GM1-Modified Lipoprotein-like Nanoparticle: Multifunctional Nanoplatform for the Combination Therapy of Alzheimer's Disease

Alzheimer's disease (AD) exerts a heavy health burden for modern society and has a complicated pathological background. The accumulation of extracellular beta-amyloid (A beta) is crucial in AD pathogenesis, and A beta-initiated secondary pathological processes could independently lead to neuronal degeneration and pathogenesis in AD. Thus, the development of combination therapeutics that can not only accelerate A beta clearance but also simultaneously protect neurons or inhibit other subsequent pathological cascade represents a promising strategy for AD intervention.

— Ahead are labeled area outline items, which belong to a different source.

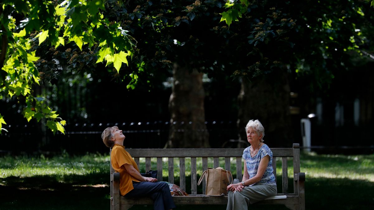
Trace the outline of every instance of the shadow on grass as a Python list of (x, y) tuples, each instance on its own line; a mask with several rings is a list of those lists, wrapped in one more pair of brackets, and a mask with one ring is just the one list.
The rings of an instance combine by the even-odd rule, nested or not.
[[(235, 175), (234, 176), (235, 177)], [(40, 176), (0, 179), (0, 209), (110, 209), (108, 174), (92, 173), (71, 175), (61, 177)], [(167, 181), (167, 177), (163, 180)], [(278, 192), (281, 192), (281, 177), (277, 177)], [(179, 185), (179, 177), (174, 183)], [(186, 177), (186, 188), (190, 189), (191, 178)], [(293, 182), (289, 180), (293, 191)], [(347, 179), (306, 177), (307, 209), (373, 209), (374, 207), (374, 182)], [(202, 186), (198, 186), (198, 193)], [(190, 190), (187, 189), (187, 192)], [(226, 209), (223, 205), (178, 206), (177, 209)], [(288, 209), (281, 205), (256, 205), (251, 209)], [(134, 206), (131, 209), (151, 210), (152, 206)]]

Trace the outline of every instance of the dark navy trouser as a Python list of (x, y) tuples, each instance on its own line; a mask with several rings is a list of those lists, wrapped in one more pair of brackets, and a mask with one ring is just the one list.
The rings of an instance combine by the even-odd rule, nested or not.
[(169, 210), (175, 208), (170, 189), (166, 182), (132, 182), (134, 189), (125, 195), (125, 197), (149, 196), (153, 200), (154, 210)]

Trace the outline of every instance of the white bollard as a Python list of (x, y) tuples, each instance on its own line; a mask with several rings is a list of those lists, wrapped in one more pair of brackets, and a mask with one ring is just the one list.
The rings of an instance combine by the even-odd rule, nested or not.
[(300, 120), (301, 125), (301, 136), (303, 137), (303, 146), (304, 151), (310, 151), (310, 139), (312, 134), (312, 125), (309, 118), (303, 118)]

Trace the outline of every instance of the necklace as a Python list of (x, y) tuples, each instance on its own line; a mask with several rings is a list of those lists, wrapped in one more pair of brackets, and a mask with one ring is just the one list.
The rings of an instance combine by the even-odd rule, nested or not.
[(258, 150), (258, 149), (260, 148), (260, 145), (261, 145), (261, 142), (260, 142), (260, 143), (258, 144), (258, 147), (256, 149), (256, 150), (254, 150), (254, 149), (253, 149), (253, 146), (252, 146), (252, 154), (253, 154), (254, 155), (254, 154), (255, 154), (256, 153), (257, 153), (257, 151)]

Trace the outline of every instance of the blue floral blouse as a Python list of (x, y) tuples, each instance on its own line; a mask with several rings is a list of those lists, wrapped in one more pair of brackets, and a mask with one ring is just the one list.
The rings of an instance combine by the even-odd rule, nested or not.
[(267, 167), (262, 176), (261, 180), (257, 183), (255, 183), (249, 186), (257, 184), (268, 185), (276, 185), (275, 182), (275, 177), (273, 173), (273, 152), (270, 148), (266, 144), (264, 144), (260, 150), (254, 157), (251, 157), (251, 151), (249, 146), (244, 149), (243, 153), (243, 158), (246, 164), (247, 170), (249, 175), (249, 178), (252, 178), (256, 175), (258, 166), (260, 165), (260, 161), (265, 156), (269, 155), (270, 157), (269, 163), (267, 164)]

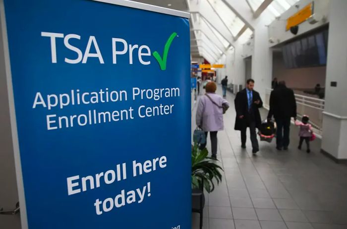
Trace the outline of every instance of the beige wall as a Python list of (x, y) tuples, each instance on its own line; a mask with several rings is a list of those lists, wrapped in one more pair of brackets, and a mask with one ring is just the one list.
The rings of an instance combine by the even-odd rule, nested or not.
[(281, 53), (274, 53), (273, 58), (273, 78), (285, 80), (288, 87), (313, 88), (317, 83), (322, 87), (325, 86), (326, 67), (286, 68)]

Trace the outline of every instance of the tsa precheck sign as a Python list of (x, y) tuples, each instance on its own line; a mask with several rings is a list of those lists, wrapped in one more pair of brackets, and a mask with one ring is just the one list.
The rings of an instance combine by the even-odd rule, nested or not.
[(23, 228), (190, 228), (188, 19), (3, 0)]

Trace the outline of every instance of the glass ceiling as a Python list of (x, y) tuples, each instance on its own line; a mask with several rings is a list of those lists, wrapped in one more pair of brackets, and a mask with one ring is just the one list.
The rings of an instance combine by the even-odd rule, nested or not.
[[(256, 11), (265, 0), (246, 0), (253, 12)], [(299, 0), (273, 0), (268, 8), (274, 17), (279, 17)]]
[[(252, 11), (254, 12), (259, 10), (259, 7), (264, 2), (265, 0), (238, 0), (246, 1)], [(271, 14), (269, 16), (273, 17), (273, 19), (281, 16), (282, 13), (287, 11), (291, 6), (295, 4), (299, 0), (272, 0), (268, 5), (266, 13)], [(234, 11), (224, 3), (224, 0), (201, 0), (206, 5), (204, 7), (210, 7), (212, 13), (217, 13), (219, 20), (214, 21), (212, 25), (206, 21), (205, 17), (209, 18), (208, 15), (201, 16), (199, 13), (192, 13), (193, 27), (196, 29), (194, 32), (197, 40), (198, 50), (200, 55), (210, 62), (211, 63), (218, 59), (220, 59), (229, 47), (230, 47), (232, 42), (232, 38), (237, 36), (245, 24), (239, 18)], [(213, 12), (212, 12), (213, 10)], [(221, 33), (215, 28), (214, 23), (223, 24), (221, 27), (228, 29), (229, 33), (232, 35), (227, 37), (228, 41), (222, 35), (225, 33)], [(221, 27), (217, 26), (218, 28)], [(225, 31), (223, 31), (225, 32)], [(238, 42), (243, 44), (247, 42), (253, 34), (253, 31), (247, 28), (244, 32), (238, 37)], [(226, 36), (225, 35), (225, 36)]]
[(233, 37), (244, 26), (242, 21), (222, 0), (207, 0), (217, 11)]

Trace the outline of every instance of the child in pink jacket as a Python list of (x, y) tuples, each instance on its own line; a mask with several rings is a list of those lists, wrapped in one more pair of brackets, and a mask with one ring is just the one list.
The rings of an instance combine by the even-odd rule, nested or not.
[(299, 131), (299, 136), (300, 136), (300, 142), (299, 146), (297, 147), (299, 150), (301, 149), (301, 145), (304, 140), (307, 146), (307, 150), (306, 152), (309, 153), (311, 152), (310, 150), (310, 139), (312, 137), (312, 125), (308, 123), (310, 120), (308, 116), (303, 115), (302, 121), (295, 120), (295, 124), (298, 126), (300, 126), (300, 131)]

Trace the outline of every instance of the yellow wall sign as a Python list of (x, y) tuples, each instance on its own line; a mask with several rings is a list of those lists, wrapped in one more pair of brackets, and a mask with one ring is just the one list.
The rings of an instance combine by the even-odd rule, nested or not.
[(313, 14), (313, 2), (312, 2), (287, 19), (286, 30), (289, 30), (291, 27), (302, 23), (307, 20)]
[(211, 68), (214, 67), (215, 68), (223, 68), (224, 67), (224, 64), (200, 64), (199, 67), (200, 68)]

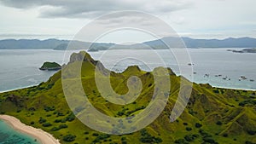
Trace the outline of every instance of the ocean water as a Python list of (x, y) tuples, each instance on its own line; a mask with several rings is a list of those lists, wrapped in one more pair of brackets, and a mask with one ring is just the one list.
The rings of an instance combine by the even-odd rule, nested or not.
[(0, 144), (40, 144), (33, 137), (16, 131), (3, 120), (0, 120)]
[[(173, 51), (179, 49), (174, 49)], [(0, 91), (36, 85), (55, 72), (40, 71), (44, 61), (67, 63), (76, 51), (51, 49), (0, 49)], [(195, 83), (217, 87), (256, 89), (256, 54), (238, 54), (227, 49), (189, 49), (193, 72), (183, 73)], [(160, 66), (171, 67), (180, 74), (182, 66), (170, 50), (107, 50), (90, 52), (94, 59), (102, 61), (107, 68), (124, 71), (128, 66), (138, 65), (150, 71)], [(207, 75), (206, 75), (207, 74)], [(216, 75), (220, 75), (216, 77)], [(247, 79), (241, 79), (244, 76)], [(193, 77), (193, 78), (192, 78)]]
[[(0, 49), (0, 91), (37, 85), (47, 81), (55, 72), (40, 71), (45, 61), (67, 63), (76, 51), (50, 49)], [(179, 49), (173, 49), (178, 52)], [(216, 87), (256, 89), (256, 54), (238, 54), (227, 49), (190, 49), (188, 53), (191, 61), (179, 64), (169, 50), (108, 50), (90, 52), (96, 60), (113, 71), (122, 72), (127, 66), (137, 65), (151, 71), (164, 66), (171, 67), (177, 74), (180, 68), (192, 66), (193, 72), (183, 73), (187, 78), (200, 84)], [(192, 63), (192, 66), (188, 66)], [(217, 77), (218, 76), (218, 77)], [(247, 79), (241, 79), (241, 77)], [(38, 143), (34, 138), (15, 131), (0, 120), (0, 144)]]

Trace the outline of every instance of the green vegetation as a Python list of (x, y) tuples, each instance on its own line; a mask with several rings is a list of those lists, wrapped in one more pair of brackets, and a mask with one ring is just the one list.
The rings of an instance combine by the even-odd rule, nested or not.
[[(96, 61), (88, 54), (73, 54), (65, 68), (72, 70), (81, 55), (85, 57), (81, 71), (82, 84), (87, 98), (96, 108), (111, 117), (127, 117), (147, 107), (154, 90), (152, 72), (130, 66), (122, 73), (111, 72), (112, 87), (119, 95), (128, 91), (126, 82), (132, 75), (140, 78), (143, 85), (134, 102), (115, 105), (102, 98), (97, 90), (94, 78)], [(151, 124), (132, 134), (102, 134), (76, 118), (63, 94), (61, 71), (38, 86), (1, 93), (0, 113), (15, 116), (26, 124), (42, 129), (63, 144), (256, 143), (255, 91), (194, 84), (186, 109), (177, 120), (171, 123), (169, 116), (178, 95), (180, 77), (170, 73), (172, 87), (164, 111)], [(77, 107), (74, 112), (83, 110), (83, 107)]]

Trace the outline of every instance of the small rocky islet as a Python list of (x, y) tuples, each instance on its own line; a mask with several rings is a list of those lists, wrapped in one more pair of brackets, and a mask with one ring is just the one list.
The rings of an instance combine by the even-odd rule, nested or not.
[(43, 66), (39, 68), (42, 71), (58, 71), (61, 69), (61, 66), (56, 62), (49, 62), (46, 61), (43, 64)]

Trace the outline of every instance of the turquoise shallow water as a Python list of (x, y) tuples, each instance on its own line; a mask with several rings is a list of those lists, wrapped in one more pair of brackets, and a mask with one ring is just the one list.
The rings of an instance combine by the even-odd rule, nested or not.
[(35, 138), (14, 130), (9, 124), (0, 120), (0, 144), (40, 144)]

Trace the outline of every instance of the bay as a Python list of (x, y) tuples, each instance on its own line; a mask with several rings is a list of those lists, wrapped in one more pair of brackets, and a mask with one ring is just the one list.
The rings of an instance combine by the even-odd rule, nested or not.
[[(43, 63), (67, 63), (73, 52), (79, 50), (0, 49), (0, 91), (36, 85), (48, 80), (55, 72), (40, 71), (38, 68)], [(184, 74), (189, 80), (216, 87), (256, 89), (255, 54), (233, 53), (227, 51), (227, 49), (189, 49), (188, 52), (195, 72)], [(166, 49), (119, 49), (89, 53), (94, 59), (102, 61), (107, 68), (116, 72), (122, 72), (131, 65), (138, 65), (146, 71), (164, 66), (180, 74), (179, 68), (185, 66), (177, 64), (175, 55)], [(241, 76), (247, 79), (241, 79)]]

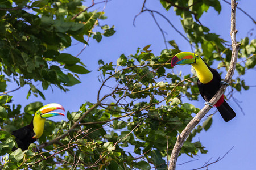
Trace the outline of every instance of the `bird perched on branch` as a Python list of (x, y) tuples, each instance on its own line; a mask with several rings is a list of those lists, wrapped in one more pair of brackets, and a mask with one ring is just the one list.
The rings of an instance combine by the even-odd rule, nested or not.
[[(172, 67), (176, 65), (191, 64), (197, 74), (197, 86), (201, 96), (207, 101), (205, 104), (213, 107), (208, 101), (214, 96), (221, 87), (221, 84), (228, 85), (221, 81), (218, 73), (210, 68), (197, 54), (190, 52), (181, 52), (176, 54), (172, 59)], [(223, 119), (228, 122), (236, 116), (236, 113), (224, 100), (222, 95), (214, 106)]]
[[(49, 112), (57, 109), (65, 111), (63, 107), (59, 104), (51, 103), (46, 105), (35, 112), (33, 120), (28, 125), (13, 131), (12, 135), (16, 137), (18, 147), (22, 150), (26, 150), (30, 143), (33, 143), (42, 136), (44, 131), (46, 118), (59, 115), (64, 116), (63, 113), (59, 112)], [(14, 147), (13, 151), (16, 149), (16, 148)]]

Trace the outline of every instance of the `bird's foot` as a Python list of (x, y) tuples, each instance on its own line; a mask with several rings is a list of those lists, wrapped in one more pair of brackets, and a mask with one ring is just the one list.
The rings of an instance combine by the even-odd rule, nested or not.
[(208, 101), (205, 101), (205, 103), (204, 103), (205, 105), (208, 105), (209, 106), (210, 106), (212, 108), (213, 107), (213, 105), (212, 105), (212, 103), (208, 102)]
[(38, 145), (36, 143), (36, 149), (38, 150), (38, 151), (39, 152), (40, 151), (39, 145)]
[(224, 81), (221, 81), (221, 84), (224, 84), (224, 85), (226, 85), (226, 86), (229, 86), (229, 83), (228, 83), (227, 82), (225, 82)]

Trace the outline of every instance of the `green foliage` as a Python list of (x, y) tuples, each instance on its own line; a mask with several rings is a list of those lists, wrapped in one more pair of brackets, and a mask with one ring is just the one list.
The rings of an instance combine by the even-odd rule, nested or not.
[[(209, 65), (216, 62), (219, 67), (229, 66), (232, 51), (226, 41), (199, 21), (210, 7), (221, 11), (219, 1), (160, 1), (166, 10), (172, 7), (180, 17), (189, 41)], [(74, 39), (87, 44), (84, 36), (88, 36), (100, 42), (103, 36), (115, 32), (114, 26), (98, 24), (98, 19), (106, 18), (102, 12), (83, 11), (86, 7), (80, 0), (5, 1), (0, 2), (0, 8), (7, 9), (0, 10), (1, 92), (6, 91), (6, 78), (11, 76), (21, 87), (30, 86), (28, 97), (39, 94), (44, 99), (34, 84), (36, 81), (44, 90), (53, 84), (66, 91), (66, 87), (80, 82), (76, 74), (90, 71), (79, 58), (61, 50), (69, 47)], [(95, 27), (98, 29), (93, 32)], [(236, 66), (239, 76), (255, 67), (255, 42), (248, 37), (240, 42)], [(183, 97), (198, 99), (197, 78), (173, 73), (170, 62), (180, 50), (175, 40), (168, 42), (174, 49), (164, 49), (159, 56), (151, 52), (148, 45), (138, 48), (134, 54), (121, 55), (116, 65), (99, 60), (102, 87), (97, 103), (85, 102), (79, 110), (68, 111), (67, 121), (46, 120), (38, 141), (53, 143), (47, 143), (40, 152), (34, 143), (27, 150), (13, 152), (16, 143), (10, 133), (30, 124), (42, 103), (31, 103), (22, 112), (20, 105), (9, 105), (11, 97), (1, 96), (0, 155), (4, 164), (0, 168), (166, 169), (166, 157), (170, 157), (177, 136), (200, 110), (183, 102)], [(108, 94), (109, 90), (104, 90), (109, 82), (117, 85)], [(241, 76), (232, 80), (231, 85), (238, 91), (249, 88)], [(207, 153), (196, 137), (209, 129), (212, 122), (212, 116), (205, 118), (191, 133), (180, 153), (191, 157)], [(57, 138), (61, 139), (54, 141)]]
[[(8, 0), (1, 3), (0, 8), (5, 9), (0, 12), (1, 71), (13, 76), (18, 85), (30, 86), (27, 97), (32, 92), (45, 99), (31, 80), (42, 82), (44, 90), (54, 84), (66, 91), (67, 86), (80, 83), (76, 73), (89, 73), (79, 58), (60, 52), (71, 45), (71, 37), (87, 44), (84, 36), (90, 36), (92, 29), (100, 26), (98, 20), (106, 18), (97, 11), (85, 11), (76, 15), (85, 8), (82, 2)], [(105, 36), (115, 32), (114, 26), (101, 28)], [(99, 42), (101, 37), (96, 40)], [(6, 87), (4, 78), (0, 78), (0, 91)]]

Here, we designed a nanostructure, monosialotetrahexosylganglioside (GM1)-modified reconstituted high density lipoprotein (GM1-rHDL), that possesses antibody-like high binding affinity to A beta, facilitates A beta degradation by microglia, and A beta efflux across the blood brain barrier (BBB), displays high brain biodistribution efficiency following intranasal administration, and simultaneously allows the efficient loading of a neuroprotective peptide, NAP, as a nanoparticulate drug delivery system for the combination therapy of AD. The resulting multifunctional nanostructure, alpha NAP-GM1-rHDL, was found to be able to protect neurons from A beta(1-42) oligomer/glutamic acid-induced cell toxicity better than GM1-rHDL in vitro and reduced A beta deposition, ameliorated neurologic changes, and rescued memory loss more efficiently than both alpha NAP solution and GM1-rHDL in AD model mice following intranasal administration with no observable cytotoxicity noted. Taken together, this work presents direct experimental evidence of the rational design of a biomimetic nanostructure to serve as a safe and efficient multifunctional nanoplatform for the combination therapy of AD.